Needless to say, there is so much to talk about when it comes to police reform.
We can talk about President Trump’s executive order to incentify police reform. We can talk about US Senator Tim Scott – himself a victim of police misconduct multiple times on Capitol Hill – and his recent 106-page legislative endeavor to address police misconduct.
We can talk about how Americans are missing the point on the bipartisan efforts for police reforms. Many will miss the point that the reforms are to address police misconduct, not to radically change good policing. They might overlook the notion that funding better programs of training is such a better idea than dead-end calls to defund or dismantle police departments. They will scoff at taking appropriate action that improves policing and fosters mutual trust. Both eliminating inefficiencies and bolstering proven methods for improving public safety keeps both sides of the badge safe: the police officer serving the public each shift and the citizen that encounters the face of the criminal justice system.
However, there is so much more on the line for our nation.
If African-Americans face a second-class citizenship in many phases of our lives – with the police reform issue as a reflection of that reality – then all Americans now struggle with the notion of subjective citizenship in their daily lives as well.
The bipartisan push for reform may finally be a nonpartisan shift towards putting government back in its place. Big government – the ultimate genie that can both grant you everything you want and be able to take everything you have – could be on its way to heading back into its bottle.
Big government took extra-ordinary measures to shut down regions of the nation without meaningful transparency, reliable data points, and thought-out results. Big government went out of its way to shut down all schools in states such as Pennsylvania, including schools that were already set up to provide academic instruction online (only to limit enrollment weeks later as a “compromise”). Big government – and its cousins, big money politics and high-dollar lobbying – have allowed “the color of law” to reflect the color of money.
We are living in a moment where Americans of all backgrounds are feeling the squeeze of their civil liberties increasing daily during 2020, with the result being a hypertensive nation on the brink of exploding even more. Yet, as the results of overstepping governmental actions continue to pour out in unnecessary unemployment numbers and fights by family-owned businesses to remain afloat, a new reality is coming to Americans in large cities and small towns:
Big government is not the answer.
Police reform is a necessary start. The appetite to curb the outsized influence of police unions in the political machinations of public policy is just a start, as the need for recalibration must also include the harmful influence of politicized teachers’ unions in the education policy realm. America can be for good police and good teachers without allowing special interests groups to protect their members at the risk of the public good. Ironically, the overreaching actions of these special interest groups have contributed mightily to the national conversations on race that we are having currently – especially on issues of education and community policing.
Big government is not the answer. Union reform is a necessary start. Government reform is simply a must.

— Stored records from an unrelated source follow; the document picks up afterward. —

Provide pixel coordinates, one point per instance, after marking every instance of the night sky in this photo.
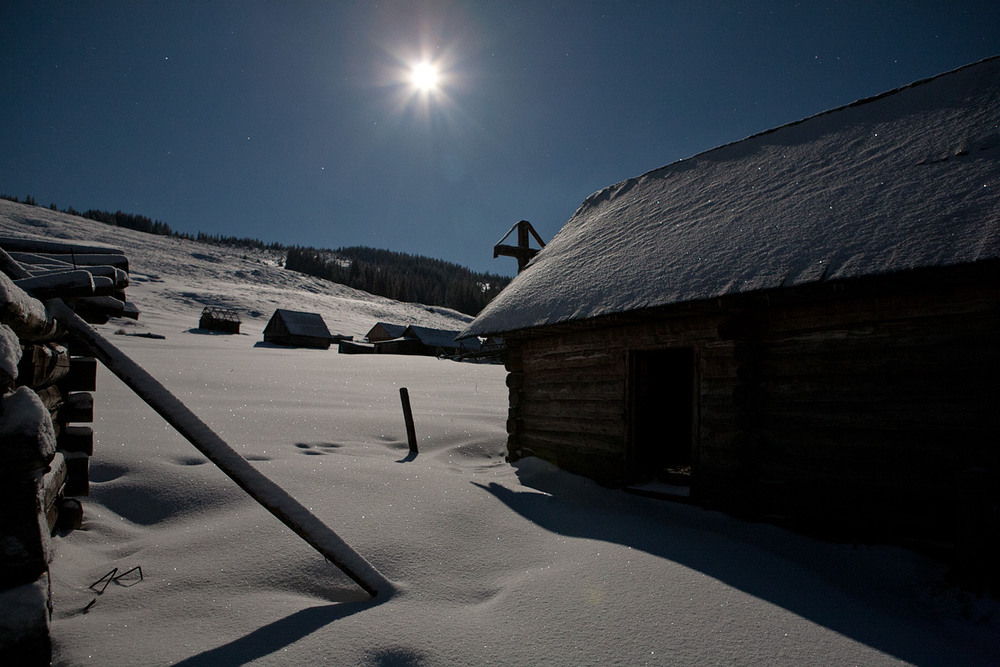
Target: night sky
(297, 122)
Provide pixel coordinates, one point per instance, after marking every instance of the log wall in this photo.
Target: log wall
(860, 409)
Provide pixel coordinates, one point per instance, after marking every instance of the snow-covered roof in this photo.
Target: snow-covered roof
(386, 331)
(432, 337)
(904, 180)
(303, 324)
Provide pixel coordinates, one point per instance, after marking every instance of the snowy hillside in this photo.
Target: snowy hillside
(181, 277)
(494, 563)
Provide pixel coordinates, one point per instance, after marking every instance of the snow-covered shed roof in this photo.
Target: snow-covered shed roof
(303, 324)
(904, 180)
(385, 331)
(434, 337)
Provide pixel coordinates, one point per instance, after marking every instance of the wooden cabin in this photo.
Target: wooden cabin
(385, 331)
(293, 328)
(225, 320)
(801, 326)
(430, 342)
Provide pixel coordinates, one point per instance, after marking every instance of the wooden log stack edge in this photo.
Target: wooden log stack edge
(46, 406)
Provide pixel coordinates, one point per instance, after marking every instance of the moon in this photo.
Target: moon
(425, 77)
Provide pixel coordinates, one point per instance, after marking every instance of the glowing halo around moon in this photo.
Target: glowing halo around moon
(425, 77)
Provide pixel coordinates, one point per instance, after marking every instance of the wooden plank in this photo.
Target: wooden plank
(77, 407)
(76, 440)
(82, 375)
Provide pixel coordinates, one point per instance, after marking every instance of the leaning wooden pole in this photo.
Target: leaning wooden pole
(275, 499)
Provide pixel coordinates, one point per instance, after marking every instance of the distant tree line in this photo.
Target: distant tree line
(400, 276)
(395, 275)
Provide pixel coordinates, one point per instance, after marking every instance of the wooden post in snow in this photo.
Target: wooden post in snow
(411, 433)
(271, 496)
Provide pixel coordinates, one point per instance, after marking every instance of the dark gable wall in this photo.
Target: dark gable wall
(870, 408)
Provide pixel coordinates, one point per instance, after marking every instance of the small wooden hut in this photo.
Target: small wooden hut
(385, 331)
(225, 320)
(427, 341)
(293, 328)
(801, 326)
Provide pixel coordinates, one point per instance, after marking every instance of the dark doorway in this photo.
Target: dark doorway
(661, 387)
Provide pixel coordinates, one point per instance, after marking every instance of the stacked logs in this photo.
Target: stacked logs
(45, 402)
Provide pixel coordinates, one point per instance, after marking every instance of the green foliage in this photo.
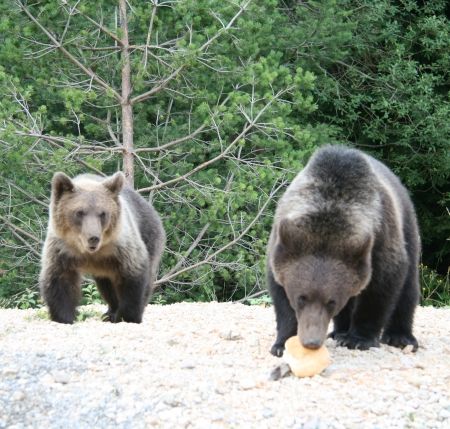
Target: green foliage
(372, 74)
(435, 288)
(386, 91)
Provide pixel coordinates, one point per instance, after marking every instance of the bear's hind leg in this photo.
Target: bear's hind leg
(132, 292)
(61, 291)
(108, 293)
(398, 331)
(285, 315)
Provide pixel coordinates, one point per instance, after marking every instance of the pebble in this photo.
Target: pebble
(211, 373)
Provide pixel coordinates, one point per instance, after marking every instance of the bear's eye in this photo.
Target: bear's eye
(331, 304)
(301, 301)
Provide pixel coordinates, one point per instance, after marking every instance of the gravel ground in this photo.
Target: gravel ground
(207, 366)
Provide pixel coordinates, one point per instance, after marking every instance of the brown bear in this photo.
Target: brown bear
(102, 227)
(344, 246)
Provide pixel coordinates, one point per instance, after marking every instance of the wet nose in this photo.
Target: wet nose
(312, 344)
(93, 241)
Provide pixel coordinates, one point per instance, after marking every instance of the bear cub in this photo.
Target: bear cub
(102, 227)
(344, 246)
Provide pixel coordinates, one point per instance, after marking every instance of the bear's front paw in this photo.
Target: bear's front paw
(400, 340)
(108, 317)
(336, 334)
(352, 341)
(277, 349)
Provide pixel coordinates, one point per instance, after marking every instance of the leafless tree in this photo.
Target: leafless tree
(118, 117)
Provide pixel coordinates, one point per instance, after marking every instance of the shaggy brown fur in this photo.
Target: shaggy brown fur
(103, 228)
(344, 245)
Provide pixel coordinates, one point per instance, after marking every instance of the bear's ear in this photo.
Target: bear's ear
(115, 183)
(61, 184)
(290, 234)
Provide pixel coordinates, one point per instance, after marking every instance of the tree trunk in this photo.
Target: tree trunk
(127, 108)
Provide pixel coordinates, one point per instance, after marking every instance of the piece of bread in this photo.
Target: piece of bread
(305, 362)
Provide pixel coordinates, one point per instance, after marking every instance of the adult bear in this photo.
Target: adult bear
(344, 245)
(104, 228)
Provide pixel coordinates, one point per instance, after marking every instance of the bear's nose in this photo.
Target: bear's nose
(93, 241)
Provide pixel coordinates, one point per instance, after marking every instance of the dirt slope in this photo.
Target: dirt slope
(208, 366)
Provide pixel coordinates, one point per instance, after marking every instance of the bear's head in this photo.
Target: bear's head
(319, 275)
(85, 211)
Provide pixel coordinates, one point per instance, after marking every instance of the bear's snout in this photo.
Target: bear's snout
(93, 242)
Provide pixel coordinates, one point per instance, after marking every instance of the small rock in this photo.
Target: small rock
(10, 372)
(268, 413)
(18, 396)
(444, 414)
(187, 365)
(408, 349)
(61, 377)
(247, 384)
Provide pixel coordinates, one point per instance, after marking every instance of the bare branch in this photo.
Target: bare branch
(176, 72)
(149, 32)
(100, 27)
(189, 251)
(211, 257)
(173, 142)
(68, 55)
(157, 88)
(30, 196)
(127, 109)
(248, 126)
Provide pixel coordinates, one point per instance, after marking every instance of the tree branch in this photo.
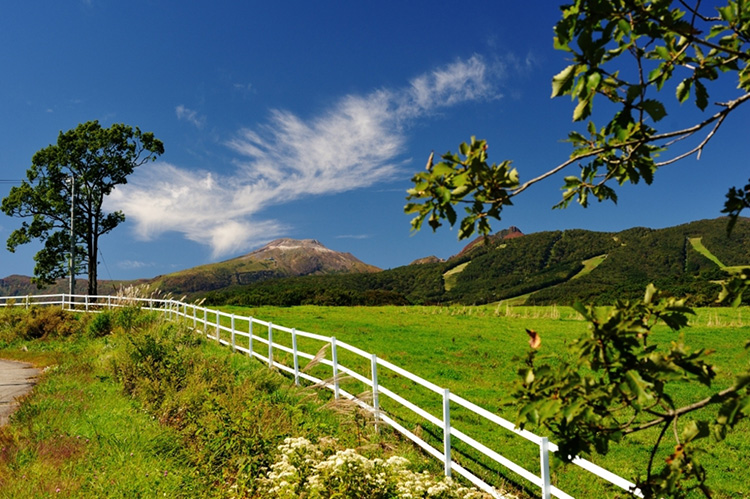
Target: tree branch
(684, 410)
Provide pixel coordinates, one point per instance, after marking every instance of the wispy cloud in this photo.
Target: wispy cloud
(354, 236)
(189, 115)
(357, 142)
(134, 264)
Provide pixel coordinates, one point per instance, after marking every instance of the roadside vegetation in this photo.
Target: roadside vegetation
(130, 405)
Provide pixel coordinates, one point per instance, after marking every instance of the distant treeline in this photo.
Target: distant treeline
(546, 266)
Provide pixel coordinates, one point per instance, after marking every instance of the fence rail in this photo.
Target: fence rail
(243, 334)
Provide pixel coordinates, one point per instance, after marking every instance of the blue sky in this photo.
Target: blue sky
(308, 119)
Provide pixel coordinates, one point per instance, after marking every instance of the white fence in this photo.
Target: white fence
(278, 347)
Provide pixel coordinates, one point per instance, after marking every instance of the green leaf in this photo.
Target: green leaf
(701, 95)
(582, 110)
(563, 81)
(683, 90)
(638, 387)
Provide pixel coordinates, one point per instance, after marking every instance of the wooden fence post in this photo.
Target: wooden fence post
(294, 355)
(375, 400)
(447, 432)
(335, 361)
(544, 461)
(250, 336)
(270, 345)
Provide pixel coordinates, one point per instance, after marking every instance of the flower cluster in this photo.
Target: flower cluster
(316, 472)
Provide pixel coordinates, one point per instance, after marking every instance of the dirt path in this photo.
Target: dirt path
(16, 379)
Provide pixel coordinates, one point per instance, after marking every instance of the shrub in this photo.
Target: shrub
(306, 470)
(100, 325)
(36, 323)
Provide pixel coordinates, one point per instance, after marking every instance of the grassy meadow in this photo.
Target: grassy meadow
(475, 352)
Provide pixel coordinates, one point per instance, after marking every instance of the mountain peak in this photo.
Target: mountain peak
(288, 244)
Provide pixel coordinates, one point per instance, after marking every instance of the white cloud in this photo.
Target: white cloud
(354, 236)
(133, 264)
(356, 143)
(190, 116)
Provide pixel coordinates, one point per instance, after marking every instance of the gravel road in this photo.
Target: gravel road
(16, 379)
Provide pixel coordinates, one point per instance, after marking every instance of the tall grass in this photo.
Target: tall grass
(132, 406)
(476, 351)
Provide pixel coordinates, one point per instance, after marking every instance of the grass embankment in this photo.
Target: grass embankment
(473, 351)
(130, 406)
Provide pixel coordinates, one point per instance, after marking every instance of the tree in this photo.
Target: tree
(633, 54)
(94, 160)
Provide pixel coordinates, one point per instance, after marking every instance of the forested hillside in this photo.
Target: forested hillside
(544, 268)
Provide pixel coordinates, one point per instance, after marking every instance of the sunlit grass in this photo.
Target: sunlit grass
(475, 352)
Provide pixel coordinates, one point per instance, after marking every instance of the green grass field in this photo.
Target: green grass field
(474, 352)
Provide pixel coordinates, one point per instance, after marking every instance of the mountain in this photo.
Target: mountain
(491, 240)
(277, 259)
(552, 267)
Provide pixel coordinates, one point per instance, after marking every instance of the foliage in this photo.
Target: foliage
(315, 471)
(36, 323)
(628, 53)
(97, 159)
(618, 382)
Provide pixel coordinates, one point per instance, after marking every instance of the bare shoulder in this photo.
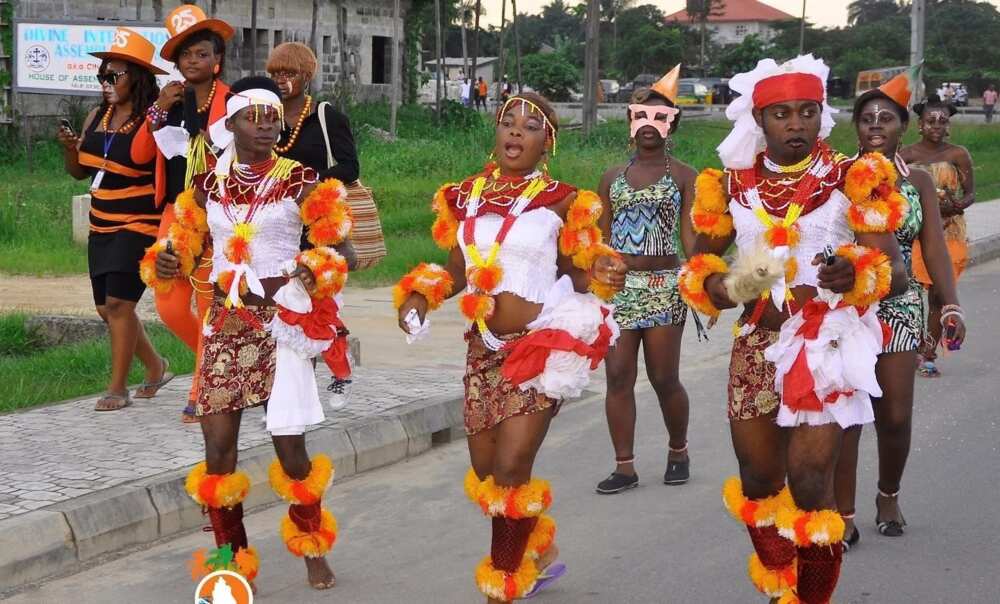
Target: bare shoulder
(681, 172)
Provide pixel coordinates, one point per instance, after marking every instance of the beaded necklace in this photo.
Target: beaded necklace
(294, 135)
(486, 274)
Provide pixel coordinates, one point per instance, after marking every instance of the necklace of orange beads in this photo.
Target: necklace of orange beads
(298, 128)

We will not be able to tax our way out of the impact of the pandemic. We will not be able to bully our way to restoring the trust that has been destroyed since the pandemic hit American shores. That rings true with our interactions with China moving forward just as much as it matches our views of elected officials at home that provided multiple examples of COVID-driven hypocrisy in Michigan, Pennsylvania, and elsewhere. We will need to trust millions of Americans to make smart, self-directed, and empowering decisions on an ongoing basis moving forward. That dynamic will get our economy back on track and our national confidence in constitutional stability reestablished. No government mandate, series of recommendations from an agency, or social distancing is going to create the conditions needed for us to survive the array of challenges we are facing in the second half of 2020. The very essence of what we are as a nation is at stake; ironically, it will take a pronounced recommitment to who we are as a nation to save us.
That starts with the pruning of big government. Government cumbrousness in the field of education, healthcare, and economics fosters too many instances of picking winners and losers at a time when we need as many winners as possible succeeding in their fields. The American people – now more than ever – must have the ability to self-determine a better path for their families and communities now that the nation is slowly reopening its doors to normalcy. Everything from the tax cuts from 2017 to the stimulus checks of 2020 highlights a need to empower Americans to lead the way, not lean on government to continue to grow. Big government has never fixed America. The American people – through our work ethic, belief in this nation, and vision for a better way for the future – always seem to find a way. Now, it seems as though the American people, through pandemic and protests, have woken up with a reality that our national redemption from this faith-shaking year rests in the ability of everyday countrymen to lead, work, pray, act, and help ourselves move onward. The best way of allowing that to continue is to reform the structures that inhibit the best of America to enact better outcomes for Americans.
So, continue to watch the calls for sensible police reforms in the days ahead, but do not just focus on the blue. To not waste this moment for a better America, we must make sure that reform truly addresses what ails us throughout the red, white, and blue.